Pero partiendo del texto de Tomás de Aquino S.Th., I, q. 40, a.3, Llano demuestra en su libro que fue Cayetano quien en el Proemio de Ente et Essentia invirtió los términos llamando abstractio formalis a la abstracción científica, y abstractio totalis a una mera abstracción indeterminante. Llano nos dice que “de ahí que para Cayetano no hay más ciencias que las existentes dentro del ámbito de la abstracción formal, lo que llevó a decir en adelante que las ciencias especulativas se distinguían por su grado de abstracción formal exclusivamente, hecho que llevaría con los siglos a que Kant expulsara a la metafísica del conocimiento científico en razón de su alejamiento del singular.” (Abstractio, pág. 42). Llano demuestra cómo el error de interpretación de Cayetano lo interpretó Juan de Santo Tomás durante el renacimiento, al comentar el Libro VIII de la Metafísica de Aristóteles. El resto de su obra tiene como objetivo demostrar que para Tomás de Aquino la metafísica parte de la física y no de la matemática, y que ambos caminos tienen dos modos diversos de conceptualización.

Al iniciar su segundo análisis metafísico en Separatio (Ruz, 2007) Llano se adentra frontalmente en el problema por excelencia que se da en el intelecto humano, a saber, que el intelecto humano no puede conocer sin el concurso de una imagen. En la tradición árabe, autores como Avicena a quien De Aquino siguió en muchos puntos, habían sostenido erradamente que el intelecto no requería de las imágenes sensibles, y que era capaz de conocer por sí mismo las esencias absolutas, pero Tomás de Aquino se aparta de esa interpretación de tal modo que nos dice Llano: “El análisis del conocimiento intelectual queda incompleto visto solo desde el movimiento abstractivo, pues, como al Aquinate insiste repetidamente, no sólo abstrae del fantasma sino que también “el entendimiento conoce sus ideas en sus imágenes sensibles (intellectus intelligit species in phantasmatibus), porque no puede conocer incluso aquellas cosas de las cuales abstrae la idea, si no es volviéndose sobre el fantasma.” (Separatio, pág. XVI citando S.Th., I. q. 85 a.1, ad 5um.)

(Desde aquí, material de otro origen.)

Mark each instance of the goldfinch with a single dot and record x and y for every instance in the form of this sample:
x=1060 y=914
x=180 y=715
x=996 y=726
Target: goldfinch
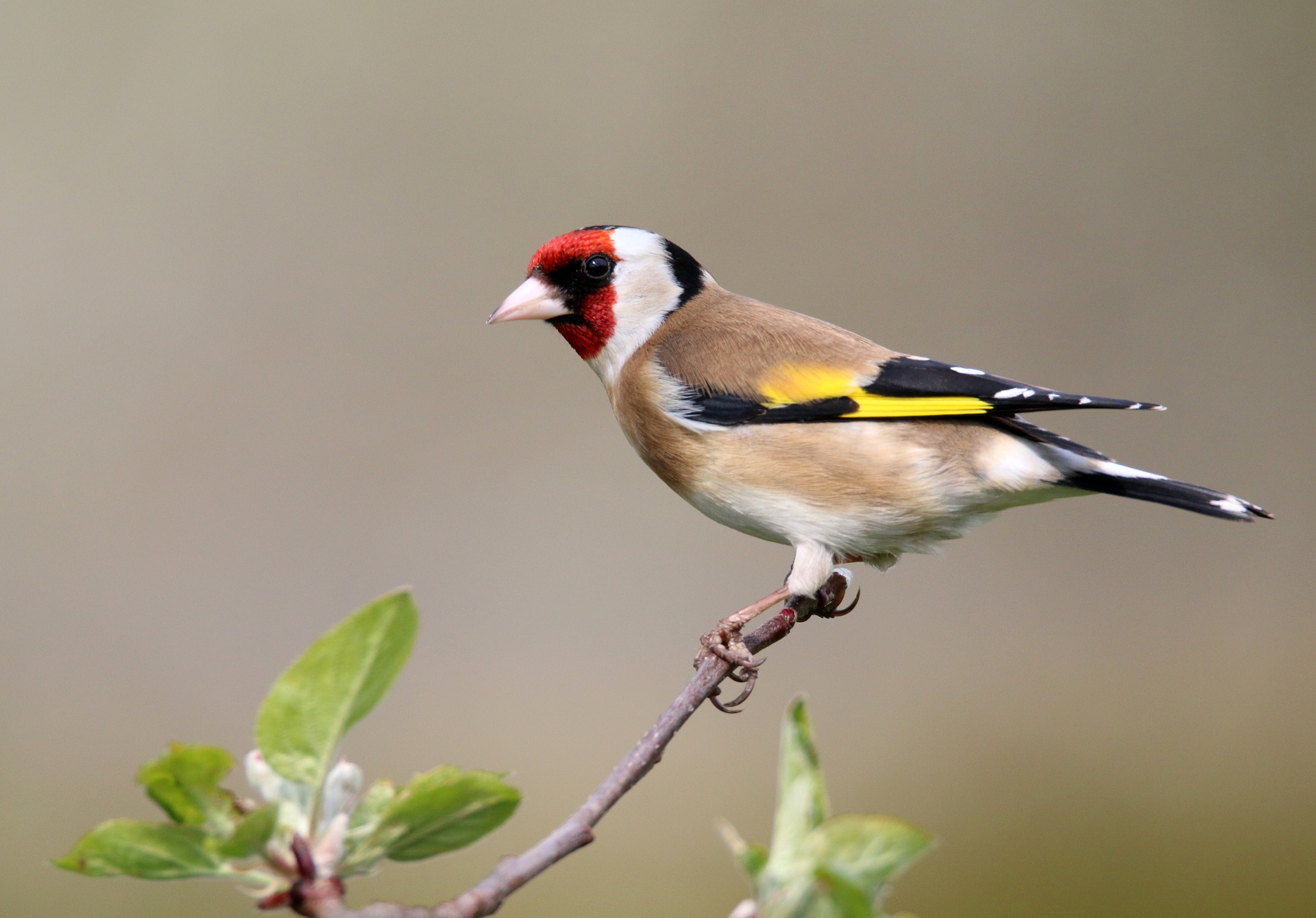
x=798 y=432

Resulta paradójico que el estudio de la metafísica, la ciencia de Dios, que no es material, lo ubique De Aquino así. Valientemente Llano recuerda que la segunda persona de la Trinidad se encarnó en la historia entrando al terreno empírico; sin embargo, se mantiene la objeción de la metafísica en cuanto teología cuyos objetos son inmateriales por definición y queda la aporía del paso del singular sensible a lo universal inteligible sin perder la realidad. Para complicar el acceso a la metafísica Llano reitera: “Las imágenes sensibles no fungen sólo como punto de partida del conocimiento intelectual humano, ni son, en el mejor caso, además, un apéndice de este conocimiento, una prolongación adventicia, una concesión a la parte animal, y corporal que el conocimiento humano, a fuer de animal, conlleva. La presencia de las imágenes sensibles concurre en la propia dinámica del uso de la ciencia, de la utilización integral del entendimiento. Esto es, tal vez, lo más sorprendente: el énfasis empírico de quien se ocupa de los problemas epistemológicos sólo en la medida en que son útiles para hacer teología, que por su objeto, exceptuando un aspecto importantísimo suyo [se refiere a la encarnación de la segunda persona de la Sma. Trinidad] se encuentran fuera de toda empiries.” (Separatio, pág. XVII)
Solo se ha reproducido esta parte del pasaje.